25 Napping Facts Every College Student Should Know
-
According to Dr. Matthew Walker of the University of California,
napping for as little as one hour resets your short-term memory and
helps you learn facts more easily after you wake up.
-
Foregoing sleep by cramming all night reduces your ability to
retain information by up to 40%. If you can, mix in a nap somewhere to
refresh your hippocampus.
-
If you know you have to pull an all-nighter, try a "prophylactic
nap." It's a short nap in advance of expected sleep deprivation that
will help you stay alert for up to 10 hours afterwards.
-
Human bodies naturally go through two phases of deep tiredness, one
between 2-4 a.m. and between 1-3 p.m. Skipping lunch won't help this
period of diminished alertness and coordination.
-
After lunch in the early afternoon your body naturally gets tired.
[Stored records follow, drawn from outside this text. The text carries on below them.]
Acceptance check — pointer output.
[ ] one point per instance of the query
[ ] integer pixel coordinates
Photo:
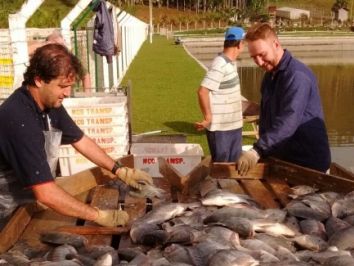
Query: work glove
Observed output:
(111, 217)
(134, 177)
(247, 160)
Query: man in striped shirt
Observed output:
(220, 101)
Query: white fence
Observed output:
(130, 32)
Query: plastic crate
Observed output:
(182, 156)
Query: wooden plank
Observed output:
(46, 220)
(93, 230)
(259, 193)
(279, 188)
(164, 184)
(88, 179)
(104, 198)
(172, 175)
(336, 169)
(297, 175)
(228, 170)
(15, 227)
(197, 175)
(231, 185)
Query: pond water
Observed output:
(336, 84)
(332, 62)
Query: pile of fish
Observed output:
(221, 229)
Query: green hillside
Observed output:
(52, 11)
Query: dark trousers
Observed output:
(225, 146)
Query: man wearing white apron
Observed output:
(33, 125)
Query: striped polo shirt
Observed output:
(225, 94)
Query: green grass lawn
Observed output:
(165, 80)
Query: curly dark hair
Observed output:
(50, 62)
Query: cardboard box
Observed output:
(182, 156)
This is the best time to take a brief nap, as it's early enough to not
mess with your nighttime sleep.
-
A 60-minute nap improves alertness for 10 hours, although with naps
over 45 minutes you risk what's known as "sleep inertia," that groggy
feeling that may last for half an hour or more.
-
For healthy young adults, naps as short as 20, 10, or even 2
minutes can be all you need to get the mental benefits of sleep, without
risking grogginess.
-
The way this works is you drink a cup of coffee right before taking
your 20-minute or half-hour nap, which is precisely how long caffeine
takes to kick in. That way when you wake up, you're not only refreshed,
but ready to go.
-
A little group called NASA discovered that just a 26-minute nap
increases performance by 34% and alertness by 54%. Pilots take advantage
of NASA naps while planes are on autopilot.
-
Even if you can't fall asleep for a nap, just laying down and
resting has benefits. Studies have found resting results in lowered
blood pressure, which even some college kids have to worry about if they
are genetically predisposed to high blood pressure.
-
A multi-year Greek study found napping at least three times per
week for at least 30 minutes resulted in a 37% lower death rate due to
heart problems.
-
Not only will napping improve your alertness, it will also help your decision-making, creativity, and sensory perception.
-
Studies have found napping raises your stamina 11%, increases
ability to stay asleep all night by 12%, and lowers the time required to
fall asleep by 14%.
-
According to Dr. Sara Mednick, the best nap occurs when REM sleep
is in proportion to slow-wave sleep. Use her patented Take A Nap Nap
Wheel to calculate what time of day you can nap to the max.
-
Research shows that women who sleep five hours at night are 32%
more likely to experience major weight gain than those sleeping seven
hours. A two-hour nap isn't feasible for many, but napping is a good way
to make up for at least some lost night sleep.
-
Presidents JFK and Bill Clinton used to nap every day to help ease
the heavy burden of ruling the free world. Of course, they also had
other relaxation methods, but we won't get into those.
-
In ancient Rome, everyone, including children, retreated for a 2 or
3-hour nap after lunch. No doubt this is the reason the Roman empire
lasted over 1,000 years.
-
The latest you want to wake up from a nap is five hours before
bedtime, otherwise you risk not being able to fall asleep at night.
-
When we are tired, we instinctively reach for foods with a high
glycemic index, but after the initial energy wears off, we're left more
tired than we were before.
-
If it takes you less than five minutes to fall asleep at night, you
are sleep deprived. If you never can seem to get to bed earlier at
night, a mid-day nap is a great way to catch up on sleep.
-
Freshmen and sophomores who are still in your teens: you need up to
10 hours of sleep to feel rested. So odds are, you are sleep-deprived.
-
After one school-week of not getting enough sleep, three alcoholic
drinks will affect you the same way six would when you are fully rested.
-
Don't be afraid to take advantage of an "emergency nap" on the side
of the road in your car. Every year, as many as 100,000 traffic
fatalities are caused by sleepy people behind the wheel.
-
If you are concerned about sleeping too long, do what Albert
Einstein regularly did: hold a pencil while you're drifting off, so when
you fall asleep, the pencil dropping will wake you up. (We do not
guarantee you will wake up with a 180 IQ.)
-
For people ages 18 to 24, sleep deprivation impairs performance more significantly than in other age brackets.